By kaitlin thorne
Athens County now has the third highest occurrence of COVID-19 in the state, according to the Ohio Department of Health (ODH), reporting 192.9 cases per 100,000 people from Sept. 2-15.
Athens County remains at Level 2 on the Ohio Public Health Advisory System, meaning there is increased exposure and spread. The state system rates the state of the pandemic in each county, giving them a rating of Levels 1-4, with Level 4 being the most severe. Currently no counties are rated Level 4.
Athens County does not currently meet enough indicators to trigger a Red Level 3 rating, however Athens’ high occurrence rate does meet the Center for Disease Control and Prevention’s definition of high incidence. Meaning that rapid virus transmission could occur if steps are not taken to slow the spread.
As of Friday at 2 p.m., Athens County is reporting 110 known active cases and 469 recovered cases, for a total of 581 confirmed and probable cases of COVID-19. There have been two in-county deaths since the beginning of the pandemic.
Statewide, there are now 142,546 total COVID-19 cases in Ohio and 4,608 deaths.
In Athens County, the largest and fastest growing demographic for COVID-19 remains people aged 20-29, with 402 cases in this age range. This greatly outweighs the second largest which is age 0-19, with 55 cases. The totals for other age ranges are: 37 aged 30-39, 24 aged 40-49, 25 aged 50-59, 25 aged 60-69, 8 aged 70-79, and five cases aged 80+.
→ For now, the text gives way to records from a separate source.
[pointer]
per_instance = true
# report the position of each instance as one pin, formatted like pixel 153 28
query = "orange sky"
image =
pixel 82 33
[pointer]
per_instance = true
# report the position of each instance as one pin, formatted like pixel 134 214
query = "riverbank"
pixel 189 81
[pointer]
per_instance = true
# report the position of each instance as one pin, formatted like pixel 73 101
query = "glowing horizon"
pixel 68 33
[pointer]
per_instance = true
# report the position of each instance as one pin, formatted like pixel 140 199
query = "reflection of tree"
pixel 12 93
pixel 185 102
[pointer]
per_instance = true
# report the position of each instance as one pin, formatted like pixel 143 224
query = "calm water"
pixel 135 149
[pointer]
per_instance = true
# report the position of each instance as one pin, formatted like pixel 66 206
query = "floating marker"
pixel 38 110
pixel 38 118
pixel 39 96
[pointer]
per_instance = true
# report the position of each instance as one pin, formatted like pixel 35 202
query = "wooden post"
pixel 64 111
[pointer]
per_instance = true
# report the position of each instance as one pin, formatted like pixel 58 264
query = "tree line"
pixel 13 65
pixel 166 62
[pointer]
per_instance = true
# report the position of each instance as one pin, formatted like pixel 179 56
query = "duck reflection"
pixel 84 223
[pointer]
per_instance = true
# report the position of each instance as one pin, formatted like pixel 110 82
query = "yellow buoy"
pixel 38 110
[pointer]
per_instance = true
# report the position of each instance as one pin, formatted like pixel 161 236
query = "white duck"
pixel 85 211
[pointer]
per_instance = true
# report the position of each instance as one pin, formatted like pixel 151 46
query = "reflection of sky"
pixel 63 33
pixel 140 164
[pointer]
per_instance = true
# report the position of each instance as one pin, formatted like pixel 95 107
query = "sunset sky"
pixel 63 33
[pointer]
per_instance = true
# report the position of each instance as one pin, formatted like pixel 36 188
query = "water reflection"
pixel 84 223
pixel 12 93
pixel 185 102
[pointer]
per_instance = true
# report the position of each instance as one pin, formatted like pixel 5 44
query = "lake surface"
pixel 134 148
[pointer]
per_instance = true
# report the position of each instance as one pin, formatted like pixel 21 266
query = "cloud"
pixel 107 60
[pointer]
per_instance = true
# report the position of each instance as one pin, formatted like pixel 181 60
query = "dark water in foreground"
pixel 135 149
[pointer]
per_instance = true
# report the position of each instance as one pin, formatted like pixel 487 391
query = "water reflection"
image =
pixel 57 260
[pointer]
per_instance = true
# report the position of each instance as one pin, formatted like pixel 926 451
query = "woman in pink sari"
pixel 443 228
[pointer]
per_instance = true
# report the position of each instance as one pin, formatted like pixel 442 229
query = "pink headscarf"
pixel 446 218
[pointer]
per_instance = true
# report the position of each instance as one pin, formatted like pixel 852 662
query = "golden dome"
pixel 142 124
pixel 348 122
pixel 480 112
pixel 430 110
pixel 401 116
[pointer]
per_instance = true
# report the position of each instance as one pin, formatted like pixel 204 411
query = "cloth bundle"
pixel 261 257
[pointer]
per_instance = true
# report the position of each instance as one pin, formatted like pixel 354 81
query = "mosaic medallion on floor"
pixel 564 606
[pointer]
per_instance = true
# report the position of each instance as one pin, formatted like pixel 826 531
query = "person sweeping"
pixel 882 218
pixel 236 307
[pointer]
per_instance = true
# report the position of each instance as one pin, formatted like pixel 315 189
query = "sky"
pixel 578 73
Many have speculated that the reason for the outweighed numbers are the college students, many of whom returned to Athens within the last month and a half. This is an argument that Gov. Mike DeWine seems to agree with, having said during Thursday’s press conference that the spread could be due to “off-campus activities” that students from Ohio University often partake in.
OU, looking to help mitigate the spread among students and faculty released a COVID-19 Dashboard on Thursday.
Currently the Dashboard reports that 282 Athens students have been tested, with 110 positive results, 142 negative results and 34 pending results. 24 employees have been tested, with one positive, 20 negative, and three pending results.
OU is reporting that there are currently 72 students quarantined off-campus due to exposure, 62 in total isolation due to a positive test result or symptomatic, and 42 in isolation due to positive result.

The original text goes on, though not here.